Canadian-American nursing educator (1869 – 1970)

M. Helena McMillan (1869 – January 28, 1970) was a Canadian-American nursing educator. She founded the Presbyterian Hospital School for Nurses in Chicago and remained its director for 35 years. In 1907, she played an important role in the passage of the Illinois's first Nurse Practice Act.

==Biography==
M. Helena McMillan was born in 1869 in Montreal, Canada. She attended private schools before earning her BA at McGill University in Canada. She later enrolled at the Illinois Training School for Nursing, where she graduated in 1894.

She worked as Lady Superintendent, Kingston General Hospital, Kingston, Canada, from 1895 to 1897.

In 1898, she organized the Lakeside Hospital School of Nursing in Cleveland, Ohio, which later became a part of Western Reserve University.
In 1903, she returned to Chicago and founded the Presbyterian Hospital School for Nurses, which was affiliated with Rush Medical College (RMC).

In 1899, she became a member of the International Council of Nurses. She served as the president of the Illinois State Association of Graduate Nurses. She held important administrative responsibilities at the National League for Nursing Education, including the offices of secretary, treasurer, vice president, and member of the Board. She was also associated with American Nurses Association.
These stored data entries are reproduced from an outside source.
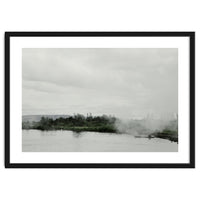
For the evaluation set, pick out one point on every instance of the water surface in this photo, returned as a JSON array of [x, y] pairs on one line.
[[68, 141]]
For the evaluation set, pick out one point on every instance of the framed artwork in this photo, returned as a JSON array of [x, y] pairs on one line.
[[99, 99]]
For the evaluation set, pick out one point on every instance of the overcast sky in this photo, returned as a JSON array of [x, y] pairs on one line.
[[127, 83]]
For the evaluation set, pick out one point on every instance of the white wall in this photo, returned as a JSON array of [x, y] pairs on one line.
[[104, 15]]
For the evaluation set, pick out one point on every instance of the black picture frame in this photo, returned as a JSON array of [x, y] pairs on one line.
[[190, 35]]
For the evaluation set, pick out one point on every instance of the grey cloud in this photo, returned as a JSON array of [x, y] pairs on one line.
[[123, 82]]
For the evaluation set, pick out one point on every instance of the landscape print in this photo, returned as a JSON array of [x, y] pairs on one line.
[[100, 100]]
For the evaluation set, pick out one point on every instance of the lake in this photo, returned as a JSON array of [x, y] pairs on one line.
[[68, 141]]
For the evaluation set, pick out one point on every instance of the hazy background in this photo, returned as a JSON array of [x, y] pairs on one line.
[[127, 83]]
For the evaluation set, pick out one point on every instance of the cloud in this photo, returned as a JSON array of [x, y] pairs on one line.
[[122, 82]]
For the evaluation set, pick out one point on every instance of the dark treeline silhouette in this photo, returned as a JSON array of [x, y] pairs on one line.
[[75, 123]]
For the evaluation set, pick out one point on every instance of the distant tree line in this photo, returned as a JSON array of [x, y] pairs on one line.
[[75, 123]]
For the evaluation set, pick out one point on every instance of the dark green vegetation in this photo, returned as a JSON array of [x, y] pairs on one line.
[[77, 123], [80, 123], [166, 134]]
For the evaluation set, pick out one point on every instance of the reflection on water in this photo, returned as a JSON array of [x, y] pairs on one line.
[[68, 141]]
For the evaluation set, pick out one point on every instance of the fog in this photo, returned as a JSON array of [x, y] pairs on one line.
[[126, 83]]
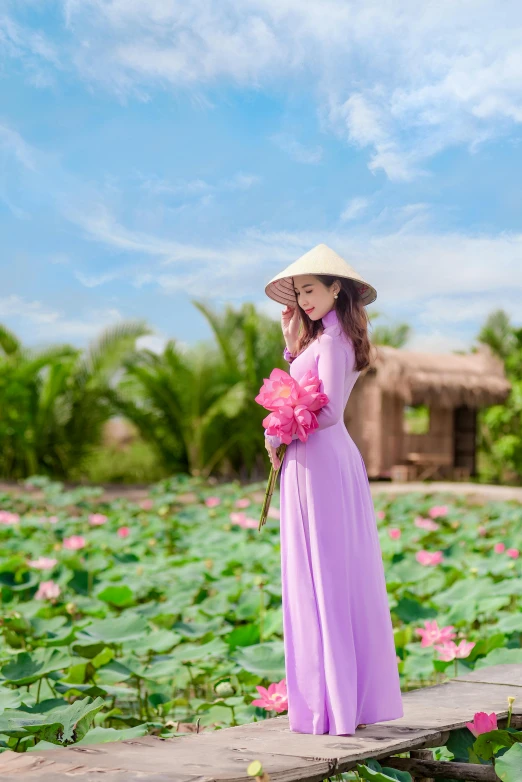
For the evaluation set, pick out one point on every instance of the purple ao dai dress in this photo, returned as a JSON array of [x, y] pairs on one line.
[[340, 658]]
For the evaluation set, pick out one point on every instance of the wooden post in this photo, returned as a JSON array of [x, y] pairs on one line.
[[422, 754]]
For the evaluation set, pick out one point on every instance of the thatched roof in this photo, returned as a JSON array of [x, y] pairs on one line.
[[447, 380]]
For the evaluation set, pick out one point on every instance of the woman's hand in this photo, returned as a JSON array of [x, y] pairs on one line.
[[272, 453], [290, 321]]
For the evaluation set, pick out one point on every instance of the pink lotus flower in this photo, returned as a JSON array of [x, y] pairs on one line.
[[42, 563], [450, 650], [438, 510], [96, 519], [293, 404], [422, 523], [429, 557], [6, 517], [47, 590], [274, 698], [482, 723], [74, 543], [433, 634]]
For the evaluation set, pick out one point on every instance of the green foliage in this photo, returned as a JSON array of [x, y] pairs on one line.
[[53, 403], [500, 426], [197, 408], [180, 619]]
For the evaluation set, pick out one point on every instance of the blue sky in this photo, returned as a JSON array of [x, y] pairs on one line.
[[153, 152]]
She died on January 28, 1970, in Boulder, Colorado, United States.

== Selected works ==
- McMillan, M. Helena. "The objects of the graduate nurses' association of Cleveland." AJN The American Journal of Nursing 1, no. 3 (1900): 187-193.
- McMillan, M. Helena. "The duties of the head nurse." The American Journal of Nursing 1, no. 9 (1901): 640-643.
- McMillan, M. Helena. "The physical effect of the three years' course." AJN The American Journal of Nursing 7, no. 10 (1907): 767-770.
- McMillan, M. Helena. "Recent Developments in Hospital Service (Continued)." The American Journal of Nursing (1923): 89-93.
- Dock, Lavinia L., Lillian D. Wald, Linda Richards, Katharine DeWitt, Isabel Hampton Robb, Isabel McIsaac, M. Helena McMillan, Harriet Higbee, and James E. Russell. "Thirty-Five Years Ago They Were Saying." The American Journal of Nursing (1935): 905-908.